DIÁRIO DE BORDO - CAÇADORES DA CACHOEIRA PERDIDA

Paisagens de Onça do Pitangui, Minas Gerais
O dia começou assim, sem nada pra fazer. Aquela preguiça típica de quem está de férias e não se preocupa com horários. Do nada surge a ideia de sair pra algum lugar e espantar o tédio. Mas ir pra onde? O jeito foi abrir o Google Maps e criar um, dois, três roteiros de viagem para um dia incomum. A cada trajeto, centenas de quilômetros a percorrer, por caminhos já conhecidos e cidades outrora visitadas. Tomada a decisão por menor quilometragem a percorrer, partimos para o Circuito Verde Trilha dos Bandeirantes, para explorar a cachoeira da Serra dos Ferreira, próxima ao povoado de Capoeira Grande, no município de Onça do Pitangui. Empolgados com a ideia de um belo banho de cachoeira, seguimos por estradas vicinais que nos levaram a muitos lugares, exceto ao pretendido lugar de lazer. Em trechos sinuosos, por vezes íngremes, passamos por outros vilarejos na região do Rio do Peixe, visitamos áreas de mineração entremeio a paradas para colheita de mangas de diversos tipos e fotografias de paisagens e da fauna local. Quanto à cachoeira desistimos de encontrar, depois de seguir por uma trilha em meio à mata, num trecho de difícil acesso e sem nenhuma sinalização, já com o tempo ficando cada vez mais nublado no alto da colina.
Distrito de Capoeira Grande
Depois de muito sobe e desce de serras, seguimos viagem para o Pontal do Rio Pará, em sua confluência com o Rio São João, no município de Conceição do Pará, com intuito de fazer uma visita a um amigo. Lá ouvimos histórias sobre a inconfidência mineira, o caminho dos tropeiros e como eles reuniam as tropas num curral improvisado, com muros de pedras ainda existentes, próximos aos trilhos da antiga ferrovia que passava em direção à estação do Velho do Taipa. O dedo de prosa, regado a café, queijo e geleia de manga perdurou até ao romper da noite, quando o caminho de casa olvidava, sem contudo deixar de cumprido.
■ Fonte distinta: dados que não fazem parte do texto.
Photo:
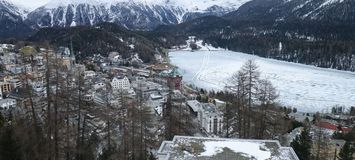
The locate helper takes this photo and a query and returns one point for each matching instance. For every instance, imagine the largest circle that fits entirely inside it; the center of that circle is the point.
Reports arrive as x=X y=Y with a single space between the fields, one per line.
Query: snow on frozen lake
x=307 y=88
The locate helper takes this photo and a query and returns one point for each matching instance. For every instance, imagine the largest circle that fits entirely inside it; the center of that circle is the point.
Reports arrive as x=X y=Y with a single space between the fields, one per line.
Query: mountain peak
x=62 y=3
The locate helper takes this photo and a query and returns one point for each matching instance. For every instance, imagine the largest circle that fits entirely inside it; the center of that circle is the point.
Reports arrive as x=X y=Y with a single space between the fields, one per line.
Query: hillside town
x=147 y=109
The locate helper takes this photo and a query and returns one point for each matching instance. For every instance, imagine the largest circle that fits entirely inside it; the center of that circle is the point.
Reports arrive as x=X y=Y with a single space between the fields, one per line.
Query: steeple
x=71 y=48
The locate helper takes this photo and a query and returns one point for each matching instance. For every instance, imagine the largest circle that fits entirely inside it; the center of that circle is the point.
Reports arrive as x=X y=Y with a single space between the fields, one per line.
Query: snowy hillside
x=133 y=14
x=307 y=88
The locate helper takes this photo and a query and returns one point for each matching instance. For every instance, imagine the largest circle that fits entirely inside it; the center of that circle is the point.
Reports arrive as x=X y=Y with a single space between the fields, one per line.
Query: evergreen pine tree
x=9 y=148
x=302 y=145
x=346 y=153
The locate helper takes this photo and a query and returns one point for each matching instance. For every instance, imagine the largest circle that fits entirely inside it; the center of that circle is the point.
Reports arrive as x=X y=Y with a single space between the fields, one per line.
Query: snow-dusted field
x=307 y=88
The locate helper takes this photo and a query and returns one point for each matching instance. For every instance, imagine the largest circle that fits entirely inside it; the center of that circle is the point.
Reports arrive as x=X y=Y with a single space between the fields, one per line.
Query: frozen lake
x=307 y=88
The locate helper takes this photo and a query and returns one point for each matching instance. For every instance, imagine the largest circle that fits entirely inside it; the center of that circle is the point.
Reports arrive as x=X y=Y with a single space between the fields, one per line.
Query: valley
x=307 y=88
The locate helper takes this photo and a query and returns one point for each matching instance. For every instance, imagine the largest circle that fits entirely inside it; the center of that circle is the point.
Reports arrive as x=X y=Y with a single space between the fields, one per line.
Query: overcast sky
x=30 y=4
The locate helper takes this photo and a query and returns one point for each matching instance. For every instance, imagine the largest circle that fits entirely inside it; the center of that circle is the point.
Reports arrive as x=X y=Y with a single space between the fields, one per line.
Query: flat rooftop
x=203 y=148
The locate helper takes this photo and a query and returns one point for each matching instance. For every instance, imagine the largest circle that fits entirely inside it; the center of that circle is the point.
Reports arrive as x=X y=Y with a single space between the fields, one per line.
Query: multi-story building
x=7 y=103
x=208 y=115
x=120 y=83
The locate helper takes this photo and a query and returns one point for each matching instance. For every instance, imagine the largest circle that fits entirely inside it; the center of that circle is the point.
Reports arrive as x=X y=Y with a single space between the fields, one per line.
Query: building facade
x=120 y=83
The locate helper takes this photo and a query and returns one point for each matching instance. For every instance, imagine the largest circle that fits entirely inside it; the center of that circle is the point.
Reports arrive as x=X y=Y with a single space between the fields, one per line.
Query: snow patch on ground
x=250 y=149
x=307 y=88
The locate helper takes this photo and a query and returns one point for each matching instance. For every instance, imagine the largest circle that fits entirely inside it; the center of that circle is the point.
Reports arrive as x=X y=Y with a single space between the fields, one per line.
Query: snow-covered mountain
x=133 y=14
x=11 y=20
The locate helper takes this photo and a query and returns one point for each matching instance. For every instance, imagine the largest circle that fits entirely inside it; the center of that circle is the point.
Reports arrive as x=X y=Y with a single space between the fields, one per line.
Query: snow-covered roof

Circuito Entre Serras - Caminho do Ouro e Religioso da Estrada Real

Dizem que os objetivos é que nos inspiram a viver, Para outros viver é o objeto que inspira. Mergulhado neste segundo propósito, parte-se em busca de vivenciar as oportunidades que este viver oferece. 
Obcecado por natureza e por Minas Gerais, procurei um roteiro de viagem que envolvesse essas paixões. Com o mapa do tesouro nas mãos coloquei o pé, ou melhor, as rodas no caminho. O referido mapa, conseguido por acaso no centro de informação ao turista de Caeté, indica alguns lugares históricos do circuito entre Serras, que envolve as Serra da Piedade e do Caraça, passando por trechos da Estrada Real e do circuito religioso da ER. Uma iniciativa doa Associação Circuito do Ouro (http://circuitodoouro.tur.br), que tem como premiação um pencard com certificado digital para os aventureiros que completarem o roteiro, colocando os selos entregues nos locais visitados. 
Pôr do sol em Catas Altas
A maior parte do roteiro é feita por estrada de terra, o que torna a viagem especial para quem curte o modelo off road. Passar por vilarejos como Cocais, água limpa e Brumal, visitar cachoeiras, igrejas e monumentos históricos da região do Caraça e terminar a viagem na bucólica Catas Altas contemplando o pôr do sol, sentado na praça da Matriz, é uma sensação de regozijo que somente aqueles que tem alma libertária podem desfrutar.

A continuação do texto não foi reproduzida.